Hecklers Disrupt Play
According to the play’s director and theatre faculty member Rory Ledbetter, some audience members use derogatory slurs like “fag” and heckled both cast members and characters they were portraying for their body types and sexual identities. It was reported that twenty football players from Ole Miss disrupted the performance as did other attendees, using catcalls, giggling, inappropriate coughing, and burping.
These rude outbursts began during the first act and escalated into the second act.
Said gay Junior Theatre Major Garrison Gibbons: “ I played a gay character in the show and to be ridiculed like that was something that really made me realize that some people at Ole Miss and in Mississippi still can’t accept who I am.”
Punishment for Team
When the Athletic Department got word of the incident, it forced players to sign a letter of apology and deliver it to the cast after the show. According to USA Today,
the University has referred the incident to committees that handle bias and LGBT discrimination on campus. The students’ disciplinary action could range from a public apology to expulsion.
Judy Shepard, mother of slain Matthew Shepard and President of the Matthew Shepard Foundation, had this to say about the incident: “ using hate-filled words to interrupt a play about anti-gay hate is a sad irony.”
No Reverence From Christian Conservative Groups For Shepard
Sandy Rios, talk show host, last week told a group of Christian Conservatives in Washington, including the American Family Association, that Shepard should not be revered. The Fox News contributor does not like society’s acceptance of LGBT people in general and the depiction of certain anti-gay organizations as hate groups.
Rios cites award-winning journalist Stephen Jimenez’s reporting on Matthew Shepard’s case, calling Shepard’s murder “a complete fraud.” Jimenez, the author of the recently-released The Book of Matt: Hidden Truths About the Murder of Matthew Shepard, like Rios, believes that Shepard was a drug addict and dealer and that his murder was the result of “a drug deal gone bad.” They believe that Shepard was sexually involved with one of his killers, Aaron McKinney. (Two men have confessed guilt in Shepard’s murder).

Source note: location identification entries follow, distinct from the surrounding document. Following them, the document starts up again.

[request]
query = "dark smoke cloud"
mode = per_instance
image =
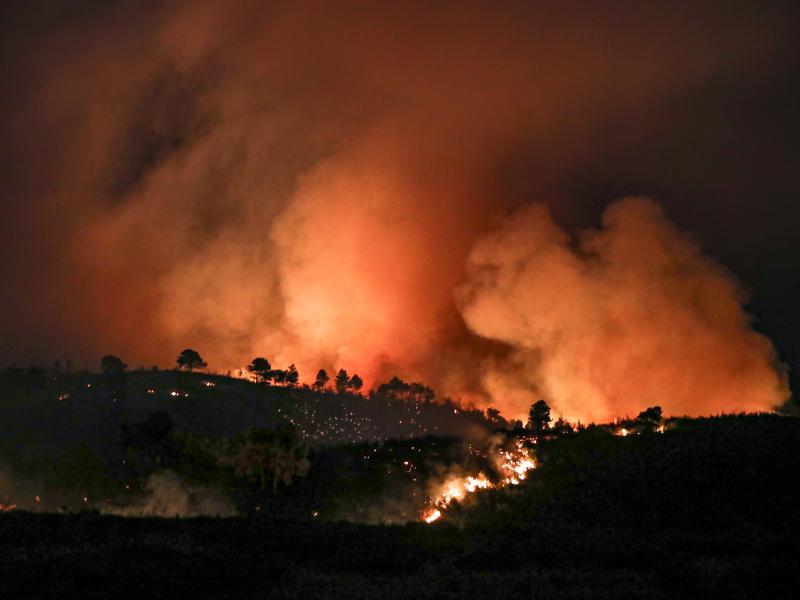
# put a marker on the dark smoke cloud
(306, 180)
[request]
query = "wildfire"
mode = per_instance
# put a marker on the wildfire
(429, 515)
(514, 466)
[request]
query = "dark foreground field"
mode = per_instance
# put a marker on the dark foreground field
(709, 509)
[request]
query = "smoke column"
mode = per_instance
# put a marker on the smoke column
(314, 181)
(626, 316)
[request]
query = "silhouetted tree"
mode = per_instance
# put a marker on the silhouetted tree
(292, 376)
(355, 383)
(112, 365)
(190, 359)
(322, 380)
(650, 418)
(261, 369)
(495, 419)
(278, 376)
(539, 417)
(398, 390)
(341, 382)
(278, 455)
(562, 427)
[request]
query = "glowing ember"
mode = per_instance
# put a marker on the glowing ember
(430, 515)
(514, 466)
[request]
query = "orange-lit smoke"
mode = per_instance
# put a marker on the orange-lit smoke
(630, 315)
(307, 180)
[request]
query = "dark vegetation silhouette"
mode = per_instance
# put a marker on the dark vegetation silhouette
(190, 360)
(539, 417)
(261, 369)
(676, 507)
(111, 365)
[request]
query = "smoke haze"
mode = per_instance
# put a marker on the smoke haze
(327, 184)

Rios believes that the crime was not hate-motivated against gays. “A fairy tale has been built around Shepard’s death,” she said.
At the gathering, Rios read a letter from civil rights groups, including the Southern
Poverty Law Center and People For The American Way, which urged Republican officials to skip the Values Voter Summit. Rios used the letter as proof to her audience that “it is a dangerous time to be a Christian Conservative in America.”